# Grub2 Anomalie [gelöst]

## Beelzebub_

Ich habe mich jetzt endlich getraut Grub2 zu installieren.

Ich hatte vorher die Erfahrung gemacht, dass er mein System mal unbootbar gemacht hatte, trotz richtiger Installation. Deshalb war ich bezüglich Grub2 immer vorsichtig. Aber langsam musste ich den mal Aktualisieren, vor allem da ich bald Systemd einrichten möchte.

Mein alter Grub war noch aus Arch Linux Zeiten und so eh überfällig, da ich die Partitionen bald löschen möchte.  :Wink: 

Nun die Installation von Grub2 hat geklappt und ich konnte wieder in Gentoo booten. Yay!

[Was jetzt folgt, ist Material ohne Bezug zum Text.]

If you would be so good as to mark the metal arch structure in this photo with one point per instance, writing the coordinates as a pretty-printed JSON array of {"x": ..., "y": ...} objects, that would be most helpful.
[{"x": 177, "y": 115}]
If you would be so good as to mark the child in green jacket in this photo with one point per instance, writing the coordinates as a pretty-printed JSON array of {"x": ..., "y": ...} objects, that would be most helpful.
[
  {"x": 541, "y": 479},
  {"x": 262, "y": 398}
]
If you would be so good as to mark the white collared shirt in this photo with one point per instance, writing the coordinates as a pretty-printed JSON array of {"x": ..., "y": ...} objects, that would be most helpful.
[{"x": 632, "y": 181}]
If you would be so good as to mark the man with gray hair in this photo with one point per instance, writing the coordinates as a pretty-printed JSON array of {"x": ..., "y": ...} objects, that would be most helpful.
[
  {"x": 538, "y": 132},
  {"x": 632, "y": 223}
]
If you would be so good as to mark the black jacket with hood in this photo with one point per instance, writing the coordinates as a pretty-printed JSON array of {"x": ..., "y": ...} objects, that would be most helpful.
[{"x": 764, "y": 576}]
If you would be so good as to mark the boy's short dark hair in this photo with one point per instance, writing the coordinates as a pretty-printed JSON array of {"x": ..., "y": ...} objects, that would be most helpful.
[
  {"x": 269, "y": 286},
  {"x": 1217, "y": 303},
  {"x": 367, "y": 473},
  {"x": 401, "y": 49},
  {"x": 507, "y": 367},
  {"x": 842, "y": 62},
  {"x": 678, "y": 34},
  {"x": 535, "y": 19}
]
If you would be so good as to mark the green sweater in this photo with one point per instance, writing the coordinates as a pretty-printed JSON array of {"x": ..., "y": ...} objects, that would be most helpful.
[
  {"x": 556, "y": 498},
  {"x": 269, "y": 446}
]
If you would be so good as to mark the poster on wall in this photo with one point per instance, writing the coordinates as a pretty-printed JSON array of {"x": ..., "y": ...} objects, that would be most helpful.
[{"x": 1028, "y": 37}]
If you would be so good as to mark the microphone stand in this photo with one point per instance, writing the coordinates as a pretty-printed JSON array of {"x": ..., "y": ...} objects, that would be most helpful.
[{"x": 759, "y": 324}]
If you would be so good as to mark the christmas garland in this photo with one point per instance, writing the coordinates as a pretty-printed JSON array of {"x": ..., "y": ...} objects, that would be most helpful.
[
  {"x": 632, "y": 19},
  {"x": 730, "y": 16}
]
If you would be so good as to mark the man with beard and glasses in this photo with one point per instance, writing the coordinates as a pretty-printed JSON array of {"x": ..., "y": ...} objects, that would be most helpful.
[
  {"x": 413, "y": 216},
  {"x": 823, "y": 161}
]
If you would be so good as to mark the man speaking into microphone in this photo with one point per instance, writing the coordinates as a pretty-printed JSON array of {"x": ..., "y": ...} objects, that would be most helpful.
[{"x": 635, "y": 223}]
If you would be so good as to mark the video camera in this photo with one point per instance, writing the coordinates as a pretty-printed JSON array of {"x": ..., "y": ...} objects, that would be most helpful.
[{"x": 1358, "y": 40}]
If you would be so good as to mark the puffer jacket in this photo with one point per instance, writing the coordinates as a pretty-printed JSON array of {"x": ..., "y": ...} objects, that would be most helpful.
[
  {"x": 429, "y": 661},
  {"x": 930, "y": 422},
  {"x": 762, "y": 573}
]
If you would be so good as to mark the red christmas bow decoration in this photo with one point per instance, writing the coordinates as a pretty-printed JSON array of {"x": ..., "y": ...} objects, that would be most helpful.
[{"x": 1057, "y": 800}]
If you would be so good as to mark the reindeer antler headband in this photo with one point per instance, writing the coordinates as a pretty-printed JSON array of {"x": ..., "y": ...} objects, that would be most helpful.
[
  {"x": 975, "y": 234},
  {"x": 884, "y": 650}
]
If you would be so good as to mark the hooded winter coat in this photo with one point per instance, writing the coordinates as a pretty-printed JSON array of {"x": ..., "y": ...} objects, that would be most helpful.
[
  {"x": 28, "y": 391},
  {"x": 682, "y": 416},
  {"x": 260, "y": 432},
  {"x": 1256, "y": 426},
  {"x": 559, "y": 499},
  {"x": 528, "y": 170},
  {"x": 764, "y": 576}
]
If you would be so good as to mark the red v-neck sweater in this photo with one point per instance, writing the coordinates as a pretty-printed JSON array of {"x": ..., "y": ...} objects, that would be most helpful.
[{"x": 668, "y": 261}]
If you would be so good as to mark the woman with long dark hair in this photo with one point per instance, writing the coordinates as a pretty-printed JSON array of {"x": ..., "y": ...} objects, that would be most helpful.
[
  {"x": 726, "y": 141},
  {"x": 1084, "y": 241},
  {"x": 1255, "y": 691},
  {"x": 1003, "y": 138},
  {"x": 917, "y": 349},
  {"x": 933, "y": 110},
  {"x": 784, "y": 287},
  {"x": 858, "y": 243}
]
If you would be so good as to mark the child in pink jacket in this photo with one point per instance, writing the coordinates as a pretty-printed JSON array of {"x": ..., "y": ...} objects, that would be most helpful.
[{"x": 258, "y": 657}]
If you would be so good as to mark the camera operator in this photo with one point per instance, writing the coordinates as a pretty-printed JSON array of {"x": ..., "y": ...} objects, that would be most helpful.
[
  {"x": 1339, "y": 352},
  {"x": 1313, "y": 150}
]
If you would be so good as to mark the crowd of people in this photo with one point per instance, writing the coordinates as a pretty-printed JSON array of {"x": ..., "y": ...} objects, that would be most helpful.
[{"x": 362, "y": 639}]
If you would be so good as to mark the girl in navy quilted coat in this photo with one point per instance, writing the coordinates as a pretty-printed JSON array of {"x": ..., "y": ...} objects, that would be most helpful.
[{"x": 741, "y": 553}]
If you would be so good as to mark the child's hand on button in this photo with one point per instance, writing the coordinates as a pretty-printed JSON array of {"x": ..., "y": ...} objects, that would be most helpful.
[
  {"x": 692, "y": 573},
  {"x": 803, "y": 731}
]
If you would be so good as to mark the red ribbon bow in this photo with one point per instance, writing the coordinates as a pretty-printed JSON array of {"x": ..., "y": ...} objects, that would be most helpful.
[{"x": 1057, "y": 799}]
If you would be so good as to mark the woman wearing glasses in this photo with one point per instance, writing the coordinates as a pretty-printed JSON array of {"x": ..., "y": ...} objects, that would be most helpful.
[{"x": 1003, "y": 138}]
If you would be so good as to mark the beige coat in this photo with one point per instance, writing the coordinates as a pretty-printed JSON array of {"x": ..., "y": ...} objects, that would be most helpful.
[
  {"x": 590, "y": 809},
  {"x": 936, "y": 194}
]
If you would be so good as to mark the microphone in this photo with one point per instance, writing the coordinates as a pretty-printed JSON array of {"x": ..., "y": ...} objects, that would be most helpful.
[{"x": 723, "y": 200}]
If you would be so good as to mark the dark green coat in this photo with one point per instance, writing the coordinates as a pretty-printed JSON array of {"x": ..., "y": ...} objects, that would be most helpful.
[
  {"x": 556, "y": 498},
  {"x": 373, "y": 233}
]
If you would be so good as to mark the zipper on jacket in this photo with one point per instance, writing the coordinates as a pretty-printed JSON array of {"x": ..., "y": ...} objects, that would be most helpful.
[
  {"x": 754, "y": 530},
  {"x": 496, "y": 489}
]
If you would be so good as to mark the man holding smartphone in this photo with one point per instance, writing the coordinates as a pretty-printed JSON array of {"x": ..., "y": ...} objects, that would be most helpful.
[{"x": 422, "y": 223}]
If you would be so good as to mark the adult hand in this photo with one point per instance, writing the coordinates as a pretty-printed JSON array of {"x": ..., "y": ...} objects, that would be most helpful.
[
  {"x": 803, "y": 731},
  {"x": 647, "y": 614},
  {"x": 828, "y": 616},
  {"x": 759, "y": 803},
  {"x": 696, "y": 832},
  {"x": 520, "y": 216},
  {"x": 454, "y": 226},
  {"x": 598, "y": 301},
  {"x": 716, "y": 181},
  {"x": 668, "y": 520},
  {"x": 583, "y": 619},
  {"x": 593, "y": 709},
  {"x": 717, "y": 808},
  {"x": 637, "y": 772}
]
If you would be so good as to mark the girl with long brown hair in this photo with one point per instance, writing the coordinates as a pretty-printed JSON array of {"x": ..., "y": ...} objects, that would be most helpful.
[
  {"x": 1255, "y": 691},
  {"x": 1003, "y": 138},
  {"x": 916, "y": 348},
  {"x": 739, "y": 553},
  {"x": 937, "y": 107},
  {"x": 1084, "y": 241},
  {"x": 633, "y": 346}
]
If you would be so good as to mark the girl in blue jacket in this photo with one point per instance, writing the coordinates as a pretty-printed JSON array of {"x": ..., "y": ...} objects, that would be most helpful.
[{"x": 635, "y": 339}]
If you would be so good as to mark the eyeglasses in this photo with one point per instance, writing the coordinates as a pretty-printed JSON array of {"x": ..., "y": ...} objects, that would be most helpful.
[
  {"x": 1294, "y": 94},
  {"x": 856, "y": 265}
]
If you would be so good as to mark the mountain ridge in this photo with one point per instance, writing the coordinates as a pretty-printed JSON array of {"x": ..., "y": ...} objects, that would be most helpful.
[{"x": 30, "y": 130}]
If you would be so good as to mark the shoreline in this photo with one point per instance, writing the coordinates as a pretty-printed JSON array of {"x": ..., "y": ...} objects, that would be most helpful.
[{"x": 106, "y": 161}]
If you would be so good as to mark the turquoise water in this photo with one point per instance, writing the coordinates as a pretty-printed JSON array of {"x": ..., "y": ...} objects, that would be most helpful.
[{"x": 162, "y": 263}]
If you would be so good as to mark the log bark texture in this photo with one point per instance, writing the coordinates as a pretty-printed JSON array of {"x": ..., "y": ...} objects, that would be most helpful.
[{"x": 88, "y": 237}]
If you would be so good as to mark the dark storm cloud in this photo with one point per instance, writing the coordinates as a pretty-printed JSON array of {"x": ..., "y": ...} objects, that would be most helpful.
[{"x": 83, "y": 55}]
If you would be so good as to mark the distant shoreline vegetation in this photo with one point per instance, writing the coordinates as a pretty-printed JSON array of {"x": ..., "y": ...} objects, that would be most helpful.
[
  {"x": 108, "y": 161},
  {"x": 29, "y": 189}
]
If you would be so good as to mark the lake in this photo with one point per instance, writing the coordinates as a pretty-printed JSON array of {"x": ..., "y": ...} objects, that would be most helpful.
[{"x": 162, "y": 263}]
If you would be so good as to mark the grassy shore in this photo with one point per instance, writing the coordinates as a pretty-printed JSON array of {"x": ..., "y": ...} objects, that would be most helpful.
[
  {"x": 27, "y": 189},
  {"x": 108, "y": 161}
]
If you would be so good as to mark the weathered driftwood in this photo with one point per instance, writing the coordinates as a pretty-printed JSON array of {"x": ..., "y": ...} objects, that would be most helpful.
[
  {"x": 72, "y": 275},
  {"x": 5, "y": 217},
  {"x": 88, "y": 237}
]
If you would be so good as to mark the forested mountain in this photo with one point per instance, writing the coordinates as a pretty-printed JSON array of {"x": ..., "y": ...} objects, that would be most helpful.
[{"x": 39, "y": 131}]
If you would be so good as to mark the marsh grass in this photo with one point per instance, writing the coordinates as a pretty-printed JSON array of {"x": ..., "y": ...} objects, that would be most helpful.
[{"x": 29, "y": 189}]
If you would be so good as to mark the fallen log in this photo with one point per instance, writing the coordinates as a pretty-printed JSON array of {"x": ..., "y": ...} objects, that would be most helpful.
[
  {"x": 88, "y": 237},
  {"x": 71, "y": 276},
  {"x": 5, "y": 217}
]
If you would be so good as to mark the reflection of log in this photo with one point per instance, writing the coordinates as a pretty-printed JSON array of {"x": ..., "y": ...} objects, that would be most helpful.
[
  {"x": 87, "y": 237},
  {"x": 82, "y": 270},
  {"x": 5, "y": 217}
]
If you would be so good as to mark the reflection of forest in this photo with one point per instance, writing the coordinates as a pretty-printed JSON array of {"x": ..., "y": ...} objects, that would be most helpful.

Folgendes wenn ich jedoch irgend eine Taste meiner Tastatur drücke, während des Bootens im Grub Menü, zum Beispiel zum wechseln der Kernel, dann startet der PC neu. Das ist ganz klar nicht erwünscht.

Habt ihr eine Erklärung?

Verwirrt, Beelzebub

----------

## Max Steel

So ohne Hinweiße und deine Config kann man da schwer was passendes finden...

----------

## Beelzebub_

Oh sorry, wo waren meine Manieren.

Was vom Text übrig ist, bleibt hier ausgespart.